Wednesday, November 7, 2007

ウェリントン

9月の末なんていうと、「今は昔」の世界ですが、遅ればせながらウェリントンの報告です。

リファインはこれまで参加した中で一番大規模で、また、テキスタイル以外の作品と一緒の展覧会も初めてでした。リファインの趣旨は、地方の物産展と美術の展覧会の間のようなものだったので、ネルソンの有名・無名の作家に混じって、故郷・ネルソンを宣伝するというのもとても楽しい経験でした。

同時に、ウェリントンではギャラリー、ミュージアムショップを数件訪問したのですが、売り物としては手織りは現在全く人気が無く、場所によっては手織りと聞いただけで会ってもくれなかったり、価格はメリノやポッサムの工場製品と競争状態で、結果的には全滅、残念でした。ニュージーランドでは手織りというと、どうも古臭い印象が強く、日本、アメリカ、お隣りオーストラリアのように手織りの「風情」はセールス・ポイントにならず、価格が決め手になってしまいます。結果NZの手織りは、全く採算の取れるわけの無い値段か、全く売れないけれど妥当な値段か、あるいは安い材料で適当に作られたものかのいずれかに当てはまるような気がします。

NZではアート(ここでは見て楽しむ、使えない芸術)とクラフト(使える美術・工芸品)とそれらを作る人の芸術的身分が以外にはっきり区別されています。クラフトはぐぐっと数段下なのですが、それでもここ二十年くらい、特に陶芸家、その次にジュエリー作家・家具作家の方々がこの境界線を行ったり来たりして、クラフトもこのような展覧会に混ぜてもらえるようになりました。その中で私は一昔前までの手織りのメッカに、当地の売り物を売り込みに来ている外人ですから、作っているものが面白いから入れてもらえたのか、変わった人だから混ぜてもらえたのか、はたまたキュレーターの一人がウィーバーの娘さんだから、いろいろ考えてしまいます。ただ、日頃思っているように、私はもちろん展覧会で見ても頂きたいけれど、究極的には着て喜んでいただける作品を作り続けたいと思いました。
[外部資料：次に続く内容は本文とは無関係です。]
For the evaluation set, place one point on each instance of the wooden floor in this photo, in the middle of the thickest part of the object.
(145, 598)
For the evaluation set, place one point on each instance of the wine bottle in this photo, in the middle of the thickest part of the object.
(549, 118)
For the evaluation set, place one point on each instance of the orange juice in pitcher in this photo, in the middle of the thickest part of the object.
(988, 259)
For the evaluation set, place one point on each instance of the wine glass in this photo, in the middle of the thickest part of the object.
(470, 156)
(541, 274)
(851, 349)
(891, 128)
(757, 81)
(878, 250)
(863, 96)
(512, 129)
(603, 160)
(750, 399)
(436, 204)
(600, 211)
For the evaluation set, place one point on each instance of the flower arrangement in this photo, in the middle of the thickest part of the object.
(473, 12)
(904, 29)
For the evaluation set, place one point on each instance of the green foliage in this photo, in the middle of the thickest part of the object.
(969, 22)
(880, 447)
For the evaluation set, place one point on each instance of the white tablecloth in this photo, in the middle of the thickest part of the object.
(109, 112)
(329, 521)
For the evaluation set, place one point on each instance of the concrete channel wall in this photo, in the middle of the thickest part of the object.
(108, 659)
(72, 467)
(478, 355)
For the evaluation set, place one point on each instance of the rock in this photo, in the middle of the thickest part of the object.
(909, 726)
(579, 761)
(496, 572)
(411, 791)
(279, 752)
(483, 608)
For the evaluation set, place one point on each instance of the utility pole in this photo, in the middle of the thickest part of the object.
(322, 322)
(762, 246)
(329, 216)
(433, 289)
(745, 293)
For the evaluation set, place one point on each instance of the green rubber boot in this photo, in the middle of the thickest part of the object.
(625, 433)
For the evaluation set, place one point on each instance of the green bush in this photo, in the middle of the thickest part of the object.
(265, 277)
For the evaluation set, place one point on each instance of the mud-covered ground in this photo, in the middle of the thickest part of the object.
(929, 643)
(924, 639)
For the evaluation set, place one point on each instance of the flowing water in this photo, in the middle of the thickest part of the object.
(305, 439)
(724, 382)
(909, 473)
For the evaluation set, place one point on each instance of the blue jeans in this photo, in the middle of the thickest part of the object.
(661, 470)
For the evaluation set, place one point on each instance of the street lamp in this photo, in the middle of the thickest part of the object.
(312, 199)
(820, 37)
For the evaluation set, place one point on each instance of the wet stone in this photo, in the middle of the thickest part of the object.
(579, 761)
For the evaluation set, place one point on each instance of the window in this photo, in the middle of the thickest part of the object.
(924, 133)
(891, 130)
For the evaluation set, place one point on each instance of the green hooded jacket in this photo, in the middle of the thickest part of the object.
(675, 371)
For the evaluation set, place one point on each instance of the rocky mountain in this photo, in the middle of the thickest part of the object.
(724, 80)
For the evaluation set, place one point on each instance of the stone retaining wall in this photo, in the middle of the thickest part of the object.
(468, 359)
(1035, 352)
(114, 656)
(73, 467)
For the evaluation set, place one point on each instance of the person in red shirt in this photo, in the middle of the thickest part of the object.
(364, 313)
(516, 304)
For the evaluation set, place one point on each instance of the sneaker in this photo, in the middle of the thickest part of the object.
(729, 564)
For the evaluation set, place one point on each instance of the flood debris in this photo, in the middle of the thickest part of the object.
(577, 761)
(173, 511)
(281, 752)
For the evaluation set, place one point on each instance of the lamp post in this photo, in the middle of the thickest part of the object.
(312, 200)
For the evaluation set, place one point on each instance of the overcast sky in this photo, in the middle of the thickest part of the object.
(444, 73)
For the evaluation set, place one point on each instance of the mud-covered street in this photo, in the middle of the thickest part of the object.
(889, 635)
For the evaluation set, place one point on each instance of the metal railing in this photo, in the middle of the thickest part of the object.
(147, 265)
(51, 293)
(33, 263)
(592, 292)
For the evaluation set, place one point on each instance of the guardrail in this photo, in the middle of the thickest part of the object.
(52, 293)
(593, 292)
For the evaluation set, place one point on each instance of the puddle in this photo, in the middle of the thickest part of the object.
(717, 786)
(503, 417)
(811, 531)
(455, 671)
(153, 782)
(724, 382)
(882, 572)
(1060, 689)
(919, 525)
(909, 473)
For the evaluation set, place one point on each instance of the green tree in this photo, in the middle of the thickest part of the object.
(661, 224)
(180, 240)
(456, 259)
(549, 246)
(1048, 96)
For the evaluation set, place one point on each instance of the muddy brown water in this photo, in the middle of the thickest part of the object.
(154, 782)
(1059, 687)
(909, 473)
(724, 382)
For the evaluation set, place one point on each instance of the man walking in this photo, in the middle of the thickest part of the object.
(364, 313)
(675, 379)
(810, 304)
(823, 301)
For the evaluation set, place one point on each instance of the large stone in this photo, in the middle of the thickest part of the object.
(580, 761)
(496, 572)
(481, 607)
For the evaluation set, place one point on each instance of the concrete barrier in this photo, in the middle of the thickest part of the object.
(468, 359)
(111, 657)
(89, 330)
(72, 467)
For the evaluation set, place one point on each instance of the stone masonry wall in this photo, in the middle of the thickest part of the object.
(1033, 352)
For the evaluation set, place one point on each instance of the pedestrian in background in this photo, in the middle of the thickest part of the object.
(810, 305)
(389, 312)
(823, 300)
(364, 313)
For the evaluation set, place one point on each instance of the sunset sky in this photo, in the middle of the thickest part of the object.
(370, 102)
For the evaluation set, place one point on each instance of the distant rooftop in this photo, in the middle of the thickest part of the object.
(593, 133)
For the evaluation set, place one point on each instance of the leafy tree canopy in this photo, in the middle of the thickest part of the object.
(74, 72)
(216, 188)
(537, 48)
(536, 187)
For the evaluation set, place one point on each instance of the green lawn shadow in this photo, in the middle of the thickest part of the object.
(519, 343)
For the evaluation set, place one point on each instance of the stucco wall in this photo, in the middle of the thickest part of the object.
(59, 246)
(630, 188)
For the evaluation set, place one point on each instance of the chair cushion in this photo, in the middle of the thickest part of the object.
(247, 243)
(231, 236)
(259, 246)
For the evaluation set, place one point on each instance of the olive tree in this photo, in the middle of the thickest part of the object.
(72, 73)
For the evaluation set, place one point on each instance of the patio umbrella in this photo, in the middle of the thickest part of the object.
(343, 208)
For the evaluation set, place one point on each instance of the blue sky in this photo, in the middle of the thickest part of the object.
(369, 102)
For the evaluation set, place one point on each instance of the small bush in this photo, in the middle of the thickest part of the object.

"Wave"、Katie GoldとOwen Bartlettの陶芸、Tracey Smith の衣装。後ろは左から Scilla Young マルチメディア・アート、Catharine Hodson とJanet Bathgateの絵画。

"Deep"、"Windprint"、Charles Shawの陶芸、David Haig/Lindy Harwardによる椅子。

"Bubble"と"Paua"。